How to cover exposed wires outside. Wires that are exposed outside of a house are not only vulnerable to weather damage and animal damage, they also present a potential electrical hazard.
In most building codes, exposed wires must be covered or you will be fined.
A conduit, ideal for this sort of situation, covers an exposed wire from the point of attachment inside your home to the point where it attaches to an outside device.
When covered, these wires present less of a disposal hazard, with the added benefit that they can last years longer before needing replacement most likely due to wear and tear as opposed to any form of damage.
How to cover exposed wires outside
Just use pipe straps that you can attach to either brick walls or siding. It works just as well either way. Attach a pipe strap over the conduit to the wall every 6 feet, using screws to secure it properly.
Disconnect the Electrical Circuit
First, turn off the power to the electrical circuit you will be working on.
Next, be careful not to crack or break this trim, because you’ll need to put it back on later when you’re done with the project.
Removing these baseboards is crucial as baseboards add structural and aesthetic value to your home.

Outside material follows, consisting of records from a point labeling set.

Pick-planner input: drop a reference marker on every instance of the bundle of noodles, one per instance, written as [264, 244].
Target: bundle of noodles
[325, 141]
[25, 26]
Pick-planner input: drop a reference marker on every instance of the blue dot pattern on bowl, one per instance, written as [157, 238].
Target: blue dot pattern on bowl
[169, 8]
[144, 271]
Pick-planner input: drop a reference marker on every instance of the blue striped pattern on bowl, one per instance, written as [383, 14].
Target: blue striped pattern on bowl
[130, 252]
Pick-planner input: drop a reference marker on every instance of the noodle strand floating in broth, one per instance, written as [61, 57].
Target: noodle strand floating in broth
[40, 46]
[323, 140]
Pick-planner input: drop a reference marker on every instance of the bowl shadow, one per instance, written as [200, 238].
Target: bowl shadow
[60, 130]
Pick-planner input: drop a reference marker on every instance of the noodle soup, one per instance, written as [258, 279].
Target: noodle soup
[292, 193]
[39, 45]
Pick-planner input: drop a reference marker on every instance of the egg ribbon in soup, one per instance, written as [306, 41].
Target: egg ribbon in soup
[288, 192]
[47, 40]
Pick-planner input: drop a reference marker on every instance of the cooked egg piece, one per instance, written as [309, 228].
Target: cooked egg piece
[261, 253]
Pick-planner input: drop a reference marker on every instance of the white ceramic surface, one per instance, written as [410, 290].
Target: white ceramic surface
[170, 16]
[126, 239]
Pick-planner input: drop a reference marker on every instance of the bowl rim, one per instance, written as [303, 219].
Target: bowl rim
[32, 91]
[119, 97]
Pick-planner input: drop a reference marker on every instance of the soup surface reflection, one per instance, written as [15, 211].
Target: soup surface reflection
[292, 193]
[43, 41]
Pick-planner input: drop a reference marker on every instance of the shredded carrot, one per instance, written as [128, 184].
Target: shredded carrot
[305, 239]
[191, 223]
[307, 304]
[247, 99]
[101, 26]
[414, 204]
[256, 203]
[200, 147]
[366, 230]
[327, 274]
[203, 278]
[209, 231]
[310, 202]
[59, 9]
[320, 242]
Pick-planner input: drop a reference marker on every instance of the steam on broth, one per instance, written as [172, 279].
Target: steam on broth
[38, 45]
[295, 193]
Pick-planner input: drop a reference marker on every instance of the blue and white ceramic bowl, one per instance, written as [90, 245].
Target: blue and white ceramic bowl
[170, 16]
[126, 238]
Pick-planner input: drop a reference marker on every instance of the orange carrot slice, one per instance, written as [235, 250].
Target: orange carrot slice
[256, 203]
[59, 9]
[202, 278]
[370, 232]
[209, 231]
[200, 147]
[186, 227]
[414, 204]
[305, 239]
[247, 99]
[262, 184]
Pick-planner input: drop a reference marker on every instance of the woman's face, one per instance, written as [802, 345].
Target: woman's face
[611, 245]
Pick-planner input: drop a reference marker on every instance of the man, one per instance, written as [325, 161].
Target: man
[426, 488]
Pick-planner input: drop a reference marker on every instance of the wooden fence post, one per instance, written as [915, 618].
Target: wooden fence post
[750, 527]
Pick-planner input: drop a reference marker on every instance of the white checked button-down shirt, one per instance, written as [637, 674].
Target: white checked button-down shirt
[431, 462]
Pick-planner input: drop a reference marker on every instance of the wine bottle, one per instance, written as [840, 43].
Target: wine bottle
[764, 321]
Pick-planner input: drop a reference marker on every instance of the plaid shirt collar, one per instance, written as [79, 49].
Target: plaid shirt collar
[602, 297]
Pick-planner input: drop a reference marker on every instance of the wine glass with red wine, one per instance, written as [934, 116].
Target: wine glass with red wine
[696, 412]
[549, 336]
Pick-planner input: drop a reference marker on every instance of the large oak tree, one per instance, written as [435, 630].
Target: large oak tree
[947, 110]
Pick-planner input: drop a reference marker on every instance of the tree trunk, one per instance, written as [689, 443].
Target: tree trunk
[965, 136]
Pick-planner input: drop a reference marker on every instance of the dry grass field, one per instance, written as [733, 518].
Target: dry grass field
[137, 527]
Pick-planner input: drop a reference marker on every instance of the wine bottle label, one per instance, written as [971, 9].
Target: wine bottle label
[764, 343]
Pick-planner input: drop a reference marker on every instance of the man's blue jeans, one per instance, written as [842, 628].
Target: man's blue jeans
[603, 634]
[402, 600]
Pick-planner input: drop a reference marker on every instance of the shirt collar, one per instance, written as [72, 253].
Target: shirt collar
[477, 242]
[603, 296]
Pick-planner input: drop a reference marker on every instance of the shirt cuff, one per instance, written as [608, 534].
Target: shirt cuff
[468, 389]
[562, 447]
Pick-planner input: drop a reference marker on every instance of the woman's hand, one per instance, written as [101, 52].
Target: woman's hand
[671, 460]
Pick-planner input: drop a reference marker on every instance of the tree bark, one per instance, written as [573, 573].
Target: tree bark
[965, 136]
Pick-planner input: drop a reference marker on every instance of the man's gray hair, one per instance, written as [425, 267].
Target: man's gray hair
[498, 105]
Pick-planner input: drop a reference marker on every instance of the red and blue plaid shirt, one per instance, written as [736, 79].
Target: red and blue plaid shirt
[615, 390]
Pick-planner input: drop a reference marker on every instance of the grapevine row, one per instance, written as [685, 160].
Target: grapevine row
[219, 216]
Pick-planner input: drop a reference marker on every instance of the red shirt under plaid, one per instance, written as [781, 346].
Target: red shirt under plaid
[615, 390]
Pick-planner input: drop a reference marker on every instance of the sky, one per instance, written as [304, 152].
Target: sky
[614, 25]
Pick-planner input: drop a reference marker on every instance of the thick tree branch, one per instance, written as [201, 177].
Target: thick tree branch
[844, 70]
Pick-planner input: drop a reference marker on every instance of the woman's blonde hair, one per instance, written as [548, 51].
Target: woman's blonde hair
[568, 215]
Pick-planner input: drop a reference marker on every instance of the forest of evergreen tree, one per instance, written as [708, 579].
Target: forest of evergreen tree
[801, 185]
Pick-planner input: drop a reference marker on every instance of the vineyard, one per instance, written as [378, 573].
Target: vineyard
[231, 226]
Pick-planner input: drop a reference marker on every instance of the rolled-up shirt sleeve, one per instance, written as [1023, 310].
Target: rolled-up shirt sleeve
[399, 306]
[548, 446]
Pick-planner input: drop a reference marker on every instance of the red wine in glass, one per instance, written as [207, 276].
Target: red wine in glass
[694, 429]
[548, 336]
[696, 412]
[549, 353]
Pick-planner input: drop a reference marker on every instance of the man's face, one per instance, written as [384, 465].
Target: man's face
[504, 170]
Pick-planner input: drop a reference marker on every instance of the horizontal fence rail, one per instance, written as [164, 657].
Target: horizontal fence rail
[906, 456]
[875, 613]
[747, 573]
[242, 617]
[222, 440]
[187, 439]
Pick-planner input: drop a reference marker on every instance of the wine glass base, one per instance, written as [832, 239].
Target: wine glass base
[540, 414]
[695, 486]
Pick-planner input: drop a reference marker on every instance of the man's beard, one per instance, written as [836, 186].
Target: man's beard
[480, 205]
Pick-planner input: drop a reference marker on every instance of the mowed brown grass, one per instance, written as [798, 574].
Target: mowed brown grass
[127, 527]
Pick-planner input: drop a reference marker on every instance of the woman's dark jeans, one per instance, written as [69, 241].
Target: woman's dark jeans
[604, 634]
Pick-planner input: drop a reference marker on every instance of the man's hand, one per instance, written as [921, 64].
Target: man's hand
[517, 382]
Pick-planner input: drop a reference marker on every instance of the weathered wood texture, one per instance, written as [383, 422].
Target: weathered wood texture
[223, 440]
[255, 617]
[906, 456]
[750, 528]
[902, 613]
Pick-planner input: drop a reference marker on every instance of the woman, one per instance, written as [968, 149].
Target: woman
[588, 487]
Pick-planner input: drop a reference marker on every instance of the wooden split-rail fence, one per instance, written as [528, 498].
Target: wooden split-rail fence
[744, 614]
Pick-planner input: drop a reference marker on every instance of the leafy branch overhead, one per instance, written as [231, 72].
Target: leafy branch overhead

Finally, you’ll reduce the risk of electric shock or injury while doing your part in protecting your family and other people who visit your home.
Check the Drywall near the Floor
Check the drywall near the floor. To run cables along the bottom of a wall, you need about a half-inch of space between the floor and the wall.

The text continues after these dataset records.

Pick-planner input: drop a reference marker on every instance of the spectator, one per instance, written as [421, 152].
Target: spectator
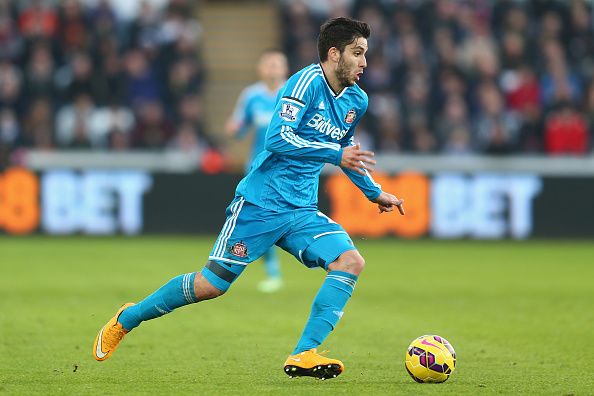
[11, 43]
[38, 20]
[75, 35]
[10, 129]
[77, 78]
[141, 80]
[496, 129]
[73, 123]
[566, 132]
[38, 125]
[110, 120]
[153, 128]
[11, 81]
[454, 117]
[459, 142]
[39, 72]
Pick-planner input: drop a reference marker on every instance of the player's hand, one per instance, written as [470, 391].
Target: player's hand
[355, 159]
[231, 128]
[386, 203]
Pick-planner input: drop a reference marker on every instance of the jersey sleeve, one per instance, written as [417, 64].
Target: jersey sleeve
[366, 184]
[241, 113]
[283, 132]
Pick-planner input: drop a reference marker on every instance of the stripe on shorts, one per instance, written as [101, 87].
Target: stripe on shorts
[228, 228]
[220, 271]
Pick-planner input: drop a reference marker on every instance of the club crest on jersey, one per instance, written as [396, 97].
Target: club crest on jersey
[288, 112]
[350, 117]
[238, 249]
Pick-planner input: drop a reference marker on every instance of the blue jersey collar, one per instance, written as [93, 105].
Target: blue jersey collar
[335, 94]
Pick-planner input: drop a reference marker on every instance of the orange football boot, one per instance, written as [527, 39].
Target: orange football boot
[312, 364]
[110, 336]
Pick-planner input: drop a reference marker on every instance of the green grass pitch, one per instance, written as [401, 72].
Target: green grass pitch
[519, 315]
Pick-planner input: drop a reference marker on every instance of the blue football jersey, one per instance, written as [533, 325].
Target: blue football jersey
[310, 126]
[255, 107]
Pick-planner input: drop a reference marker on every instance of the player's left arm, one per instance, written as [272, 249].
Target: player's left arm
[361, 177]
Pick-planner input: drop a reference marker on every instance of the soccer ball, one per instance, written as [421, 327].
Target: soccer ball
[430, 358]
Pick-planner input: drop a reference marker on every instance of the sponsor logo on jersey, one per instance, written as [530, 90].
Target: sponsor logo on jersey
[289, 112]
[319, 123]
[239, 249]
[350, 117]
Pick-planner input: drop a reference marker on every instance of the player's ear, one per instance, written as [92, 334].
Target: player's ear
[334, 54]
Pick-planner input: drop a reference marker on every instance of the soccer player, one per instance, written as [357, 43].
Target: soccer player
[254, 108]
[276, 203]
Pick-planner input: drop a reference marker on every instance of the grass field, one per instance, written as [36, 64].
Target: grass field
[519, 315]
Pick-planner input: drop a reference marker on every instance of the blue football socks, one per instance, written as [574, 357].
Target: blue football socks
[176, 293]
[326, 309]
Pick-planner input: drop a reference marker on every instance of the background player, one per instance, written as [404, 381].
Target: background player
[276, 203]
[254, 108]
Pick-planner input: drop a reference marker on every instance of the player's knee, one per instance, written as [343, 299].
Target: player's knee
[204, 290]
[350, 261]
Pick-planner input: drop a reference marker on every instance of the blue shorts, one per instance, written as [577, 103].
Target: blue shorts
[249, 231]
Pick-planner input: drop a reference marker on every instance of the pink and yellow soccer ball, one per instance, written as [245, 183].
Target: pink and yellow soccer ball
[430, 358]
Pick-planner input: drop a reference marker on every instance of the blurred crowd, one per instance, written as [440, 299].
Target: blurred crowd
[79, 76]
[461, 77]
[450, 77]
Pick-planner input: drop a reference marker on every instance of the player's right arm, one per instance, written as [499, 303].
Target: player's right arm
[297, 96]
[237, 125]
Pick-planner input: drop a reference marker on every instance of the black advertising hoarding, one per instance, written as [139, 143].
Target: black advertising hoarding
[448, 205]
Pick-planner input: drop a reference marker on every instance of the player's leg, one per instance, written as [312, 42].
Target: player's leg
[185, 289]
[228, 258]
[274, 279]
[332, 249]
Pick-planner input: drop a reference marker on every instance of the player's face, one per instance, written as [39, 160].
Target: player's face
[273, 67]
[352, 62]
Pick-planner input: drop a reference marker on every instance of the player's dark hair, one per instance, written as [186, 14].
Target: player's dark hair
[340, 32]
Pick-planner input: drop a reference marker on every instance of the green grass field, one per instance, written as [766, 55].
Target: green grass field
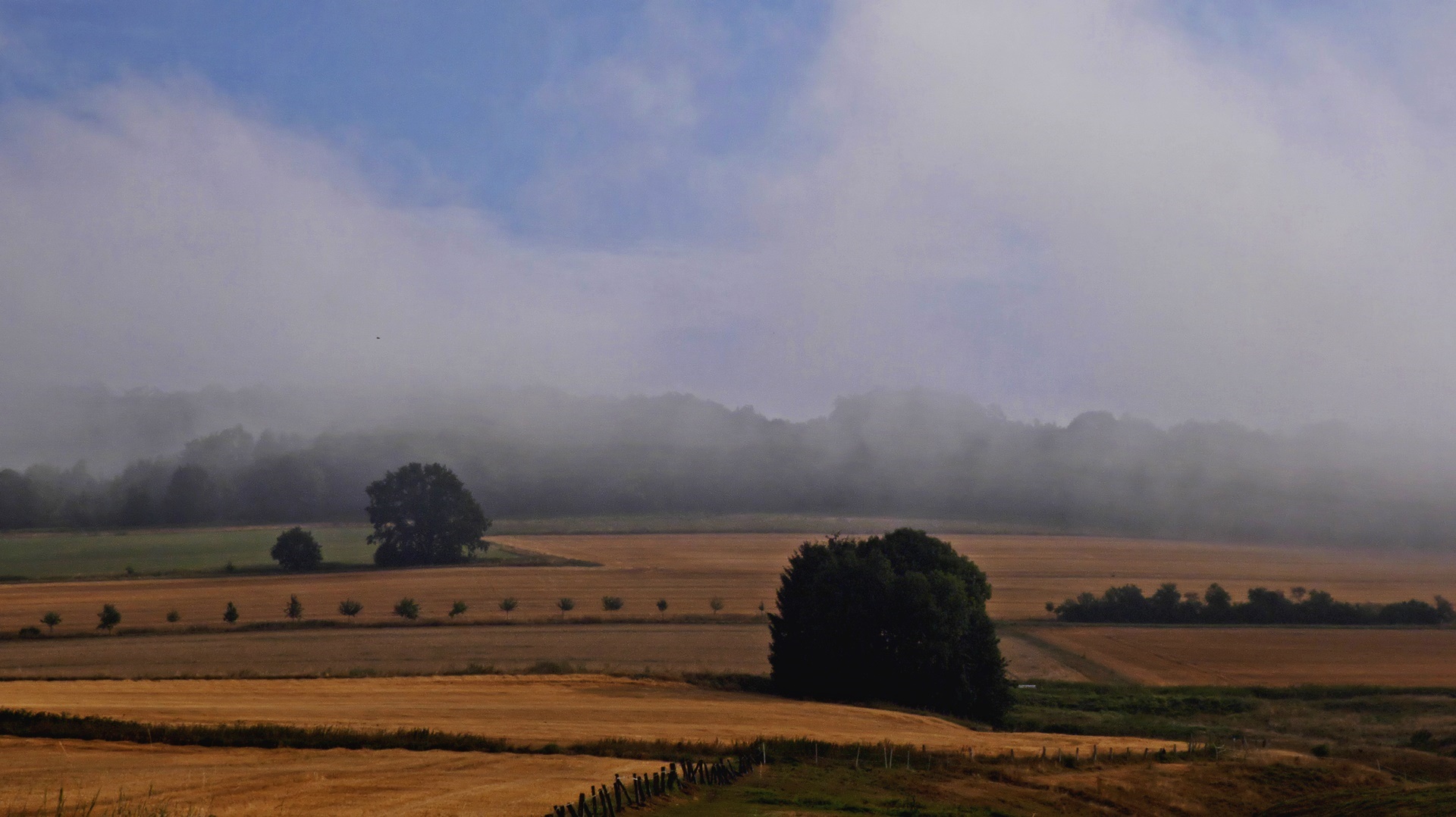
[72, 554]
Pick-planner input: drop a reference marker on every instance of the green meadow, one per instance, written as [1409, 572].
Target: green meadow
[89, 554]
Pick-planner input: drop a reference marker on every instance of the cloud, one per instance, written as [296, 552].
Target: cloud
[1055, 207]
[1164, 227]
[153, 235]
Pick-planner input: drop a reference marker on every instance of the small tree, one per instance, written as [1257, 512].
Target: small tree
[406, 609]
[109, 618]
[297, 551]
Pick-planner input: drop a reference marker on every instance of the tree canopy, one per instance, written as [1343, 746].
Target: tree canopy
[297, 551]
[422, 515]
[897, 618]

If the drywall extends to within that half-inch zone, you’ll have enough room for running wire beneath it into another room.
If not, you’ll have to cut out a portion of the baseboard and create a small channel in order to accommodate both wires beneath it with ample room for them to be anchored tightly against one another as you reinstall them later on.

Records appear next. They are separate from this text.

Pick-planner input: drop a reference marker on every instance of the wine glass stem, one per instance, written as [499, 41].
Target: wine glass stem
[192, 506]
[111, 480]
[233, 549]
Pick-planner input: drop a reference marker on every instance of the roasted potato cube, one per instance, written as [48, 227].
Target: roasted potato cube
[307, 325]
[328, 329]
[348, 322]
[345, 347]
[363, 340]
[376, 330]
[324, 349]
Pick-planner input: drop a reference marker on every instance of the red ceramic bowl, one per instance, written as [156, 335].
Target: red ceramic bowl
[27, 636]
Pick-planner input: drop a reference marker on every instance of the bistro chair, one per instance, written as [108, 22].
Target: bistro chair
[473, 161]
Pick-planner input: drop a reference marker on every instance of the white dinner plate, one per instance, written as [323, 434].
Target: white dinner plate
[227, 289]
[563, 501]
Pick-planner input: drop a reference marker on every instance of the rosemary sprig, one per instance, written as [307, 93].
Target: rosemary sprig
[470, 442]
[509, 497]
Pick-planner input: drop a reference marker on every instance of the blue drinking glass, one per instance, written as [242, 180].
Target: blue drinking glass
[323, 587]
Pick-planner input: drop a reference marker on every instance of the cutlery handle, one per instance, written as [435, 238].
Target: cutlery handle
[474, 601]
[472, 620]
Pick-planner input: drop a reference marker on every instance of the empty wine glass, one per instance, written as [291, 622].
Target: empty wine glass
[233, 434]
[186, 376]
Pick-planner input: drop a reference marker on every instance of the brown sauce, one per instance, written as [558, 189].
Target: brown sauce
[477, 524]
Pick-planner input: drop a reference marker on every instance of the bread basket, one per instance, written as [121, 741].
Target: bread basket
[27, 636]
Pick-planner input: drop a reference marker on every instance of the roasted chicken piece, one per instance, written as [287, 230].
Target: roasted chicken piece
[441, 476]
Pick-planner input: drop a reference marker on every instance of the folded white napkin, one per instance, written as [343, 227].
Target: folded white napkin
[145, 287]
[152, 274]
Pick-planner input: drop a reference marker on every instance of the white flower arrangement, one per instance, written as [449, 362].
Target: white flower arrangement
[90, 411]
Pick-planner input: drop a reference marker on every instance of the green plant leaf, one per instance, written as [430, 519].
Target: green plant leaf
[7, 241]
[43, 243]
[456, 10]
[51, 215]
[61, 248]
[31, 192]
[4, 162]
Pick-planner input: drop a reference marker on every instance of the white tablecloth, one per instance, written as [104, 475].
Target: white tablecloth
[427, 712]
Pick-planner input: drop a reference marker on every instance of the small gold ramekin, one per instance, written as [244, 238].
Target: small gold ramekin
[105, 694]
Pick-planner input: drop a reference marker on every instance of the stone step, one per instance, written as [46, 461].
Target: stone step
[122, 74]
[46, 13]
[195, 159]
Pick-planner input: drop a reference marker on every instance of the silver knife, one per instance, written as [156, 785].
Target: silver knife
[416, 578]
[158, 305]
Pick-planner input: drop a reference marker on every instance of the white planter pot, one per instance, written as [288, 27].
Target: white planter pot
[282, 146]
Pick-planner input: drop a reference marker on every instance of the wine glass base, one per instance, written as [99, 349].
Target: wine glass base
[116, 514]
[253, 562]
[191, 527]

Remove the Cover from the Receptacle
Put on a pair of goggles. Remove the cover plate from the receptacle and pull the outlet from the electrical box.
Make sure that there is no knockout in the wall where you want to put your new outlet meaning it should look exactly like this: E).
if not you can use a hammer and screwdriver to remove it. Cut a small notch at the base of the drywall so that the cables can be pushed through.
Prepare the area for the new Electrical Box
Remember to use a tape measure as it will come in handy in the long run. Mark out the dimensions of the electrical box and then start cutting according to those dimensions.
It is extremely important that you ensure the measurements are accurate because if they’re not exactly right, your new outlet could look like something out of an architecture class on a building project gone wrong.
Once your electrical box is correctly located on the wall it needs to be mounted using its own screws but make sure you read carefully any instructions which came with it beforehand because sometimes manufacturers don’t always provide the same screws for your model or indeed any at all.
The Wire should be Connected
Connect your wire to any unused power supply terminals on the source outlet. Take care not to attach them anywhere that they might accidentally cut into or mix with any existing power supply wires, if applicable.
Use a “pigtail” to combine your supply and new wire by detaching the power supply line from the existing outlet and attaching a new short wire to the terminal spots where the lines used to be attached.
If you don’t have such an unused space, use a plastic connector to connect your wire and your existing wire together when a pigtail is not possible.
Connect the Wires to the new Receptacle
The new gang box/outlet box can be attached to a wall or ceiling with the appropriate fasteners and mounting hardware.
However, before you decide where the new box and panel need to go, make sure that there is plenty of room behind the electrical cover plates on the existing receptacles and switches.
If not enough space exists behind these wiring devices, somebody may need to switch off their lights for a few hours so that a licensed electrician can remove them temporarily for access to begin installing a new one in its place.